Cytochrome P450 side-chain cleavage enzyme (CYP11A1) catalyses the first and rate-limiting step of steroidogenesis, the conversion of cholesterol to pregnenolone. CYP11A1 deficiency is commonly associated with adrenal insufficiency, and in 46,XY individuals, with variable degrees of disorder of sex development (DSD).
Patient and methods
The patient was born with hyperpigmentation, micropenis, penoscrotal hypospadias, and mild cryptorchidism. Biochemical and hormonal findings were normal except for low testosterone and low-borderline cortisol. However, no short synacthen test was undertaken. Development was unremarkable apart from an episode labeled as sepsis with documented hyperkalemia and elevated C-reactive protein at age 15 days. Diagnosis of 46,XY DSD was made at age 2.5 months. Progression of hyperpigmentation prompted further investigations and the diagnosis of adrenal insufficiency was established at 2 years with raised ACTH, normal renin activity, and failure of cortisol to respond to short synacthen test. Genetic analyses were performed. The novel CYP11A1 mutations were characterized in vitro and in silico.
The patient was compound heterozygous for two novel CYP11A1 mutations, p.R360W and p.R405X. p.R360W retained 30–40% of wild-type activity. In silico analyses confirmed these findings and indicated that p.R405X is severe.
This study demonstrates the pathogenicity of two novel CYP11A1 mutations found in a patient with delayed diagnosis of CYP11A1 deficiency. Patients with partial deficiencies of steroidogenic enzymes are at risk to be misdiagnosed if adrenal function is not assessed. The adrenocortical function should be routinely assessed in all patients with DSD including severe hypospadias of unknown origin to prevent life-threatening adrenal crises.
The activity of Cytochrome P450 side-chain cleavage enzyme (CYP11A1, EC 220.127.116.11) is the prerequisite for all mineralocorticoid, glucocorticoid, and sex steroid biosynthesis as it catalyzes its first step, the conversion of cholesterol to pregnenolone (1). It is encoded by the CYP11A1 gene, localized on the long arm of chromosome 15 (15q23–q24). CYP11A1 synthesizes pregnenolone from cholesterol in three consecutive catalytic steps: 20α-hydroxylation, 22R-hydroxylation, and cleavage of the C20–C22 carbon side chain of cholesterol (1).
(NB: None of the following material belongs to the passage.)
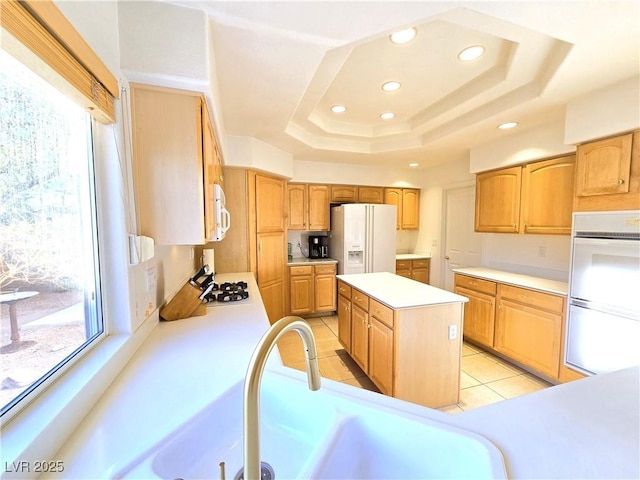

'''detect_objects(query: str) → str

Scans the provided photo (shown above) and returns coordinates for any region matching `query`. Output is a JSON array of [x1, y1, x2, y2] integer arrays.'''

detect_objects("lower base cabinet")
[[338, 281, 463, 408], [455, 273, 583, 382]]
Only 11 patients with CYP11A1 deficiency (OMIM #118485) have been reported so far. The clinical phenotype is similar to congenital lipoid adrenal hyperplasia (CLAH; OMIM #201710) that is caused by deficient mitochondrial cholesterol import due to mutations in the steroidogenic acute regulatory protein (STAR) (2). Severe CYP11A1 deficiency manifests with female external genitalia irrespective of chromosomal sex and with early onset adrenal insufficiency, usually manifesting within the first hours or days of life (3, 4). A milder form of CYP11A1 deficiency has also been described, associated with delayed onset of adrenal insufficiency and variable degrees of 46,XY disorder of sex development (DSD) (5, 6, 7, 8, 9) or also normal male genital development (10). Adrenal glands are normal size or absent in CYP11A1 deficiency (10, 11), in contrast to CLAH (2, 12, 13, 14). In vitro expression studies assessing the residual activity of mutant CYP11A1 suggest that, overall, the genotype correlates well with the degree and onset of adrenal insufficiency (10).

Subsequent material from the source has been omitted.